Duflo and Female Empowerment

When you volunteer with a left-leaning organization that requires forty-two hours of training on social justice and examining your own privilege and sensitivity, one of the first things you are taught is that empowerment is a silly word. Empowering, by definition, involves giving someone your power, which is, by this understanding of power, impossible. The idea is that we each have privilege and power that we didn’t necessarily earn, by way of our gender, skin color, or height, for example, and as we can’t give those things to another person; we can’t actually “empower” them.

The distinction seems like semantics, but it actually creates a very different outlook in social justice terms.

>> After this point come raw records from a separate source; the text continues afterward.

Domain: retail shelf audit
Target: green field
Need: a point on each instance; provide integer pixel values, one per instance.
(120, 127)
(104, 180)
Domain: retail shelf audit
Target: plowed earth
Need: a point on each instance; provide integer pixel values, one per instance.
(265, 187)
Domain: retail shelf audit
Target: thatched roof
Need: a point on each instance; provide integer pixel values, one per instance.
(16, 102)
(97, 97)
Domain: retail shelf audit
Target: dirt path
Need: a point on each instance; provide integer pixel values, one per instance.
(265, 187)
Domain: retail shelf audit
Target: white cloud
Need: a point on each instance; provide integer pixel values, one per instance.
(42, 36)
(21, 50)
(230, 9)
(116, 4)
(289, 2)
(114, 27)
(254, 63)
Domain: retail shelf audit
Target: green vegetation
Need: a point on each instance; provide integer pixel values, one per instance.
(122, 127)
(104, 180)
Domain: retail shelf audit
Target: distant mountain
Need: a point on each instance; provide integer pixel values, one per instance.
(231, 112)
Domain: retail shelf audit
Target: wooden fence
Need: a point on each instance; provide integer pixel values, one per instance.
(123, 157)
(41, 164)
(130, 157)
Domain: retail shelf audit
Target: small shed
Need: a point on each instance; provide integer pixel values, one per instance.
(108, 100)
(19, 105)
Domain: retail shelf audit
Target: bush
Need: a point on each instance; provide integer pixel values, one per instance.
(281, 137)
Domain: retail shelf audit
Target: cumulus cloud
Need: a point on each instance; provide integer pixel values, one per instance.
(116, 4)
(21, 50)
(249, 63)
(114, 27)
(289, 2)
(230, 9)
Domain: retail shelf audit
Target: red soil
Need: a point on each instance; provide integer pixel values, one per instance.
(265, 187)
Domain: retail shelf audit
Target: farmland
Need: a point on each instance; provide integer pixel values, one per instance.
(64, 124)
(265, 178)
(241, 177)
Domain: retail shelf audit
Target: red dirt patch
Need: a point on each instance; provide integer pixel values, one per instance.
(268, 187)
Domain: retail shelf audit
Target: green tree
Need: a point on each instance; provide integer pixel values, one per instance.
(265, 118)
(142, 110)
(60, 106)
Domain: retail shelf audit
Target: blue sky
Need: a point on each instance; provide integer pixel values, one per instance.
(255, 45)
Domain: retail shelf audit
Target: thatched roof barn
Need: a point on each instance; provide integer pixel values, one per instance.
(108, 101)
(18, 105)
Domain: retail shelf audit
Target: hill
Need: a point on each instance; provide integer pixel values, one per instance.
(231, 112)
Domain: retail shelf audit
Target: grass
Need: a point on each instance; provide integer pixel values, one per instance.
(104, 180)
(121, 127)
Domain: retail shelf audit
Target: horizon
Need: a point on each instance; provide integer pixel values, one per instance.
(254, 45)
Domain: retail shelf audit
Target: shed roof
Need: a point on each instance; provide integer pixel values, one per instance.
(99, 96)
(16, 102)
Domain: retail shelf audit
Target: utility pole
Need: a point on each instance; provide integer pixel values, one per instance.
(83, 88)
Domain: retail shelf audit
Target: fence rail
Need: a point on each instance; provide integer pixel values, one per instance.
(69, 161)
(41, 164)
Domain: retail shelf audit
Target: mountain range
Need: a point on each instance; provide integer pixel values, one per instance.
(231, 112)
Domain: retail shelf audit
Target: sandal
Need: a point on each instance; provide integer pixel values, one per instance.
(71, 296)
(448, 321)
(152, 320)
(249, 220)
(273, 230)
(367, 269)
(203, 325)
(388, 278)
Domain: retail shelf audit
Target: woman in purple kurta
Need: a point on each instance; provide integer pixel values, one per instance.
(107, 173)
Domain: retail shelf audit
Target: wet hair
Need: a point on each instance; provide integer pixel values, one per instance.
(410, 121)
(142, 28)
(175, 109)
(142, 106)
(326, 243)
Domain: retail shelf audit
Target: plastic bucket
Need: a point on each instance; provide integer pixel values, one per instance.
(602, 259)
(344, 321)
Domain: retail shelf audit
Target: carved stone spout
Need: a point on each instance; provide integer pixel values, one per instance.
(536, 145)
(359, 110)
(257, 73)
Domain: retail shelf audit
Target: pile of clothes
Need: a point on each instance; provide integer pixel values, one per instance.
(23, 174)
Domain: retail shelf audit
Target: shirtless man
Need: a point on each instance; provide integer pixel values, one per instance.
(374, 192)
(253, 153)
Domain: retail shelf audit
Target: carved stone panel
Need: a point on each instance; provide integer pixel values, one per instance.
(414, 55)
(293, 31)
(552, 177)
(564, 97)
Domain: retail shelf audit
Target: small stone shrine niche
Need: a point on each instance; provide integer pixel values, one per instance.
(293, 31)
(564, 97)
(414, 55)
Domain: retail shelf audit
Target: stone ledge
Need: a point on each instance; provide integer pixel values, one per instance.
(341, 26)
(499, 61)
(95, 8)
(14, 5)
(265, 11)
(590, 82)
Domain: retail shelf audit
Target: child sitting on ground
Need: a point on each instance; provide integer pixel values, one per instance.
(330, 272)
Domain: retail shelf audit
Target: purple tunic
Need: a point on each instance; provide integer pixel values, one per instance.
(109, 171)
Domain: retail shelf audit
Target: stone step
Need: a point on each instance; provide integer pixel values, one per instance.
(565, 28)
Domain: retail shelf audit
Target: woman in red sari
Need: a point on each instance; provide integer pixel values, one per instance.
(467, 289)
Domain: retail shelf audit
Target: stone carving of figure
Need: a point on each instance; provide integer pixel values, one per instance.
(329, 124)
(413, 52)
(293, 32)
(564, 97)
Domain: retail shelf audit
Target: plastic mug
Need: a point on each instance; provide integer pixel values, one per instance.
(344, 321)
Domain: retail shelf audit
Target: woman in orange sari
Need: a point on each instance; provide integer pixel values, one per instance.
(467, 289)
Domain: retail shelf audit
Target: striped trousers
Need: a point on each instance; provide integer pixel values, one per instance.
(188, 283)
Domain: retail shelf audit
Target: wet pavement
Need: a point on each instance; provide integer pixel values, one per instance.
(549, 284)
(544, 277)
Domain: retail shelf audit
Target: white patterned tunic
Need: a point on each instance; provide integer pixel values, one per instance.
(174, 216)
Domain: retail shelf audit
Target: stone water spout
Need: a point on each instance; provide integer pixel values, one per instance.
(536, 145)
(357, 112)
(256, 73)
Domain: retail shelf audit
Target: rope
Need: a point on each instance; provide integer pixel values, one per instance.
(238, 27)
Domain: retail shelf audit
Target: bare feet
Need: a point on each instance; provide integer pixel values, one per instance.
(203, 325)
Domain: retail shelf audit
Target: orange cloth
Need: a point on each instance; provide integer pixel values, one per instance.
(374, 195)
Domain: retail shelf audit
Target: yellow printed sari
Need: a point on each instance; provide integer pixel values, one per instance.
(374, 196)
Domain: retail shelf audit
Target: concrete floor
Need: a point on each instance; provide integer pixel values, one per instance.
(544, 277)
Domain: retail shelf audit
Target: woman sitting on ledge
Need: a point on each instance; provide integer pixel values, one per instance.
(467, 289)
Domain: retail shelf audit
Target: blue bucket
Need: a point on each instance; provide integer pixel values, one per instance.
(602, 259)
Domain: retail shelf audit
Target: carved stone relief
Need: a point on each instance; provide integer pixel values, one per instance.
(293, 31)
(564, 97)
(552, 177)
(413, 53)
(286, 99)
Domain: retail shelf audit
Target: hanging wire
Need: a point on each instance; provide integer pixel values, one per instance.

There is a difference between trying to give someone your power–which is patriarchal in addition to futile–and creating an environment in which more people have access to power.

Hence, when I saw the title of Esther Duflo’s latest NBER working paper, I cringed a bit in anticipation of what might lie within. She and Abhijit Banerjee also sprinkle the term throughout their recent book Poor Economics, which I’ve recently finished, enjoyed, am excited to hear my students’ reactions. But I’m a proponent of presenting and discussing Duflo’s work, even if not always a proponent of the work itself, so I was willing to give it a try, hoping it was just a vocabulary issue.

Though I still think the term should be used more carefully, Duflo largely seems to be addressing issues of equality of treatment, investment, education, and salary in the developing world. It is a literature review, and a rather comprehensive one at that, covering the status of women all over the world and a number of experiments and papers that have sought to tease out the directionality of the relationship between gender equality and development.

For anyone interested in the state of women in the developing world and the relationship between equality and development, it’s a must-read.